Low skilled workers tend to suffer the most, exacerbating persistent inequities in the region.
For them, the scars of the crises can remain for up to a decade, with loss of income and greater vulnerability.
"We need to seize the opportunity to build back better," said Joana Silva, World Bank Senior Economist and the lead author of the report.
"We should strengthen our labor markets so they are able to cope with and quickly reverse the impacts of future shocks," she stated.
The key initial step is to put strong, prudent macroeconomic frameworks and automatic stabilizers in place to shield labor markets from potential crises.
Sound fiscal and monetary policies can preserve macroeconomic stability and avert system-wide financial strain in the face of a shock.
Fiscal reforms, including less distortive taxation, more efficient public spending, financially sustainable pension programs and clear fiscal rules are the first line of defense against crises.
Countercyclical income support programs, such as unemployment insurance and other transfers to households during downturns, limit the damage caused by contractions and help economies recover.

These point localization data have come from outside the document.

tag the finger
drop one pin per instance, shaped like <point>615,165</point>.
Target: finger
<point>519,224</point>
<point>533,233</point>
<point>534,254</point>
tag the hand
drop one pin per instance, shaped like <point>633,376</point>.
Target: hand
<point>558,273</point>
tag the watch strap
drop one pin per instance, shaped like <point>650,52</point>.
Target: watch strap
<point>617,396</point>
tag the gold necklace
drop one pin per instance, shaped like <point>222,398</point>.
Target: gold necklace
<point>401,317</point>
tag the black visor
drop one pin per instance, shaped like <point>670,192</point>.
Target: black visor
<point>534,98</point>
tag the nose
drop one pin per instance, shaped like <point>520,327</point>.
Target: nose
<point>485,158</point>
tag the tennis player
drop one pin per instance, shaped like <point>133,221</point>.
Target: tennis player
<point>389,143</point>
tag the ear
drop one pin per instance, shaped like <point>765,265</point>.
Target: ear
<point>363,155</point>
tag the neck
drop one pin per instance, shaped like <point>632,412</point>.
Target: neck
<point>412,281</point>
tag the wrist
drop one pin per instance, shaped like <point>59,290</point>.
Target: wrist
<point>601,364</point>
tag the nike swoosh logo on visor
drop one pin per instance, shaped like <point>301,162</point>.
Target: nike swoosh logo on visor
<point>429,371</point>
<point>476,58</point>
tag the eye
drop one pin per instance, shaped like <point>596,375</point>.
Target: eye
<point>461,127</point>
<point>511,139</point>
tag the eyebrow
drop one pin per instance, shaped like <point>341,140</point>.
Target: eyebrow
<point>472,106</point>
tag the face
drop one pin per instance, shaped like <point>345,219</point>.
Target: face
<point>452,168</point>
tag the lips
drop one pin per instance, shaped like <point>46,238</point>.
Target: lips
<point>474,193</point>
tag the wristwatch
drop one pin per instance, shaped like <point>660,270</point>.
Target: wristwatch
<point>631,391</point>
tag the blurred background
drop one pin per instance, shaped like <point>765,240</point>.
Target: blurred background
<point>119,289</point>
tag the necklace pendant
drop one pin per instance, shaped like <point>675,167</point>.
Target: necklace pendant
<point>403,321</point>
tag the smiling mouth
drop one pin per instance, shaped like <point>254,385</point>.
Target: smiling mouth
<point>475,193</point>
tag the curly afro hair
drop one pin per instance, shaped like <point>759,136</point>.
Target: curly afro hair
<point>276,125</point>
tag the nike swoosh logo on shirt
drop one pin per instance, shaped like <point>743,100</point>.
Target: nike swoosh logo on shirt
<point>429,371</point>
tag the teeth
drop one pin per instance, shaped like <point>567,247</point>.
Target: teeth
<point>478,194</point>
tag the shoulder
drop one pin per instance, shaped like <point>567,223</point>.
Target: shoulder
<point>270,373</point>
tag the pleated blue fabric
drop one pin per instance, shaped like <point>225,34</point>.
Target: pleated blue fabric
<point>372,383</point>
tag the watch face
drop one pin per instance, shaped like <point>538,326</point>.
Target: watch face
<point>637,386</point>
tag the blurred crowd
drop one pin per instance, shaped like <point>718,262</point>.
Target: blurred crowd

But stronger macroeconomic stabilizers and reforms to social protection and labor systems are not enough. Jump-starting job recovery by supporting vigorous job creation is also needed.
This effort will require tackling structural issues. Competition policies, regional policies and labor regulations are key areas.
If countries don’t address these fundamental issues, recoveries will remain characterized by sluggish job creation.